Saturday, August 28, 2010

Pre-Autumn Days

              Those 'lazy, hazy crazy days of Summer' are fast dwindling and Mom Nature is rummaging in her closets, changing out the decorations and shaking the wrinkles out of her jackets.  At the festival of summer the band is still playing but the audience is beginning to drift away as the Earth itself turns its head in a new direction. Even before we notice that the morning light is somehow different, the trumpeters arise, as one, and send  the announcement  pealing across the prairie. "Pay attention! Something comes!" Surprising us as we wearily plod past, heavy with the heat and dust of August, on our way to somewhere else, some other thing that needs tending, not having noticed that on stage the cast has begun changing their costumes and is preparing for the third act: The Autumn Jubilee.
  
        Here in Oklahoma the trumpeters are what we call 'naked ladies' which rise on stout but slender stems in late August and burst into a glorious pink fanfare for the coming of the 'ember' months, or the 'amber' months if you will. In my mind Summer is yellow and green, blue and gold but Autumn is brown, orange, red and purple.A cool season with warm colors, warm clothing and warm drinks in hand.
    The Orb Spiders are busy at work in the tall, dried grasses at the edges of the fields, weaving their elaborate webs with a distinctive white zig-zag in the middle.  The Orbs, wearing ancient designs on their underside, sit center stage, their long elegant legs ink tipped and motionless as they wait for an unsuspecting wanderer; supper, wrapped in silk and tied with a tassel.
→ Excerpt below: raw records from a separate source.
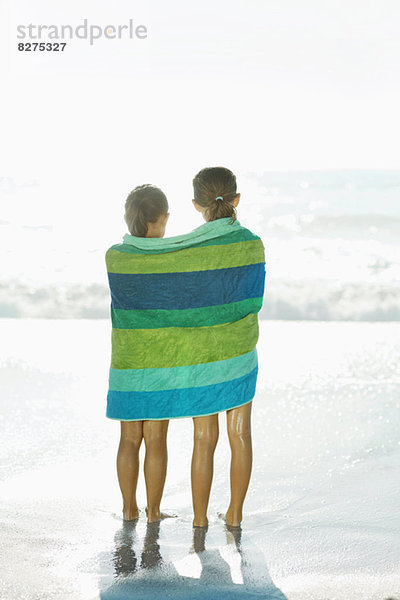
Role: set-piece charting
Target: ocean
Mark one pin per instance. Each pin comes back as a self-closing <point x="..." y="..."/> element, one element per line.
<point x="332" y="240"/>
<point x="322" y="513"/>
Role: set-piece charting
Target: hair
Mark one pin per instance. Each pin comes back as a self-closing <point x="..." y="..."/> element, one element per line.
<point x="145" y="204"/>
<point x="215" y="190"/>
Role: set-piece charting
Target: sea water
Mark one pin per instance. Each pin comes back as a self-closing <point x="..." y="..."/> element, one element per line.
<point x="322" y="513"/>
<point x="332" y="241"/>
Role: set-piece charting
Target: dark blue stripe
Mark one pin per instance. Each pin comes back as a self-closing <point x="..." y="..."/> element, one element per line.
<point x="194" y="289"/>
<point x="187" y="402"/>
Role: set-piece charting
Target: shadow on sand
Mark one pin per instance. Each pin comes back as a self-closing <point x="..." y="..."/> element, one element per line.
<point x="149" y="576"/>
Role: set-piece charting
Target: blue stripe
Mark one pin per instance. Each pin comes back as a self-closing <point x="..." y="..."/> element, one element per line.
<point x="193" y="289"/>
<point x="170" y="404"/>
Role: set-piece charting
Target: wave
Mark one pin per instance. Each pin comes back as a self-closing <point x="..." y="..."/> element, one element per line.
<point x="308" y="300"/>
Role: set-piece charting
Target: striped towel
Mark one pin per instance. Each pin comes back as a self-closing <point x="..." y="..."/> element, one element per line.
<point x="184" y="322"/>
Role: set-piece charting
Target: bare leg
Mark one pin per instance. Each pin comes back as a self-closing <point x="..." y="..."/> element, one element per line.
<point x="239" y="433"/>
<point x="155" y="465"/>
<point x="128" y="466"/>
<point x="205" y="440"/>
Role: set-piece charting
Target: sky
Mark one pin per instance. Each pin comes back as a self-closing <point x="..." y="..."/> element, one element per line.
<point x="256" y="86"/>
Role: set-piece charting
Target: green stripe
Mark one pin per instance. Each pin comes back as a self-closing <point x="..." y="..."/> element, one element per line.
<point x="240" y="235"/>
<point x="151" y="380"/>
<point x="205" y="316"/>
<point x="190" y="259"/>
<point x="181" y="346"/>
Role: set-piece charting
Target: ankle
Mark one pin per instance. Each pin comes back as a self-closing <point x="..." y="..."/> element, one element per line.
<point x="130" y="514"/>
<point x="233" y="517"/>
<point x="153" y="514"/>
<point x="200" y="521"/>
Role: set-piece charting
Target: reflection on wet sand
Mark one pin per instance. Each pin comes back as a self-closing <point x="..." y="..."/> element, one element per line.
<point x="243" y="575"/>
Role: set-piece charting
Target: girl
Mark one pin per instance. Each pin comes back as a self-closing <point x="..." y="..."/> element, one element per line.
<point x="146" y="215"/>
<point x="216" y="197"/>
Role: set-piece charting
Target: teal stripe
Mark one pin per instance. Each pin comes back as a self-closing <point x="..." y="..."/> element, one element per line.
<point x="240" y="235"/>
<point x="149" y="380"/>
<point x="203" y="317"/>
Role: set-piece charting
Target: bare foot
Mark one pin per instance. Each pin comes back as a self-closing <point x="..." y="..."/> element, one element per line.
<point x="229" y="522"/>
<point x="130" y="515"/>
<point x="153" y="517"/>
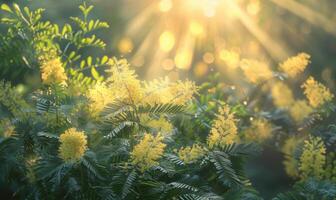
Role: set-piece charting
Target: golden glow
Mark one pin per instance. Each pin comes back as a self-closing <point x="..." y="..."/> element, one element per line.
<point x="183" y="59"/>
<point x="253" y="8"/>
<point x="196" y="28"/>
<point x="125" y="45"/>
<point x="167" y="64"/>
<point x="165" y="5"/>
<point x="167" y="41"/>
<point x="201" y="69"/>
<point x="231" y="58"/>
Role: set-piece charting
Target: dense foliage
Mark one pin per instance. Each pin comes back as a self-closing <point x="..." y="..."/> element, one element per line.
<point x="89" y="128"/>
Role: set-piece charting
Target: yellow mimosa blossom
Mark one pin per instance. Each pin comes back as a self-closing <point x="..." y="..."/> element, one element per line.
<point x="256" y="71"/>
<point x="191" y="154"/>
<point x="300" y="110"/>
<point x="295" y="65"/>
<point x="316" y="93"/>
<point x="161" y="124"/>
<point x="148" y="151"/>
<point x="158" y="91"/>
<point x="99" y="96"/>
<point x="289" y="150"/>
<point x="224" y="129"/>
<point x="6" y="128"/>
<point x="182" y="91"/>
<point x="52" y="71"/>
<point x="259" y="130"/>
<point x="282" y="95"/>
<point x="73" y="145"/>
<point x="231" y="58"/>
<point x="313" y="158"/>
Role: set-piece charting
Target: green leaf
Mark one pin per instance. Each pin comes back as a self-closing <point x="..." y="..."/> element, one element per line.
<point x="95" y="73"/>
<point x="89" y="61"/>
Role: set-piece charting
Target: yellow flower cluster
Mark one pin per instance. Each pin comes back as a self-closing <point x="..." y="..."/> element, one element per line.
<point x="53" y="71"/>
<point x="330" y="169"/>
<point x="123" y="86"/>
<point x="316" y="93"/>
<point x="191" y="154"/>
<point x="224" y="129"/>
<point x="282" y="95"/>
<point x="73" y="145"/>
<point x="313" y="158"/>
<point x="289" y="150"/>
<point x="161" y="124"/>
<point x="295" y="65"/>
<point x="256" y="71"/>
<point x="124" y="82"/>
<point x="99" y="96"/>
<point x="147" y="152"/>
<point x="6" y="128"/>
<point x="300" y="110"/>
<point x="259" y="131"/>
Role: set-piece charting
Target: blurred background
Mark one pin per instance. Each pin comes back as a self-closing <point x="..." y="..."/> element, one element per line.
<point x="193" y="38"/>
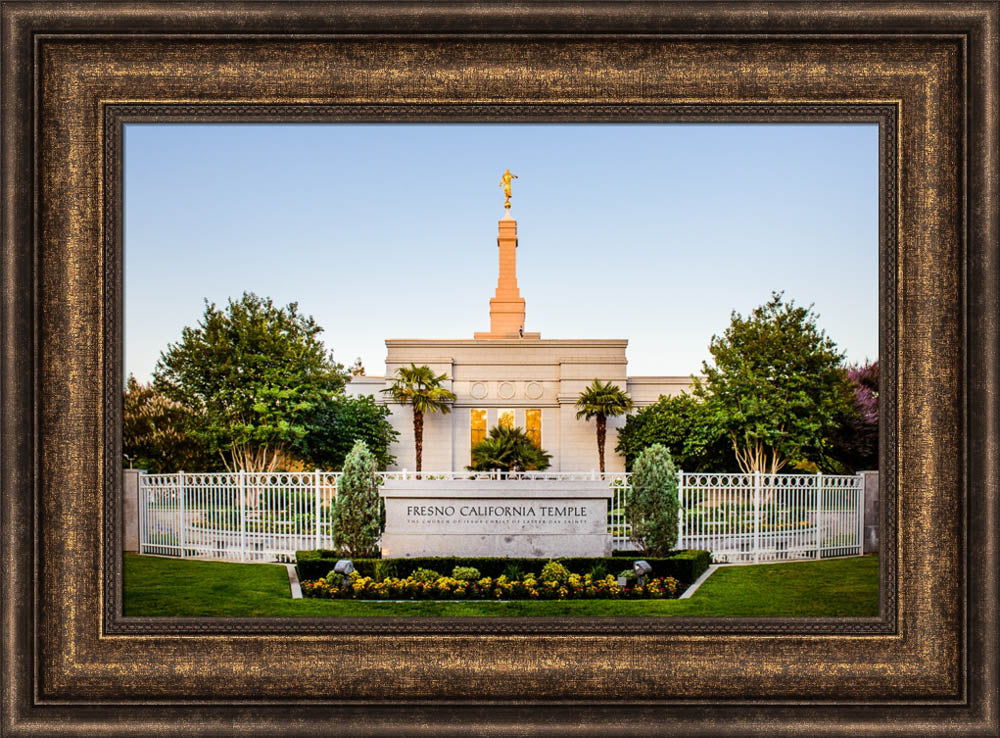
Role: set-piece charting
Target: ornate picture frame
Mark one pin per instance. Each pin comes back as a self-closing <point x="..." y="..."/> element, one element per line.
<point x="75" y="74"/>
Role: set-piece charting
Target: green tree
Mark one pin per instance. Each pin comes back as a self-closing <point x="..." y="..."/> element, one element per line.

Perhaps the insects are unable to see the spider itself, their attention having been caught and held by the striking white pattern before them.  I had a terrible time getting a photo in which I could actually see the spider; they weave a small bit of web across their backs and it seems to reflect the light in such a way that they are oddly camouflaged. In fact, I never got a good shot of the spider in webs which were woven in the dried grasses and had to find another in greener surroundings.
   Our friends, the locusts, continue to buzz in the tree tops, competing with the crickets and all the little hoppers that inhabit the bushes and gardens. B and I found a locust, just dead, and nearby, the empty brown husk of a one on the bark of the cottonwood when we were on an adventure the other day. He is very curious about nature and has left the early fears of babyhood behind him. He loves to learn new things.

    
Take time, as we slow to turn this corner of the year, to stop and breathe in the sights, sounds and scents of the season; the in-between time which ties Summer to Fall.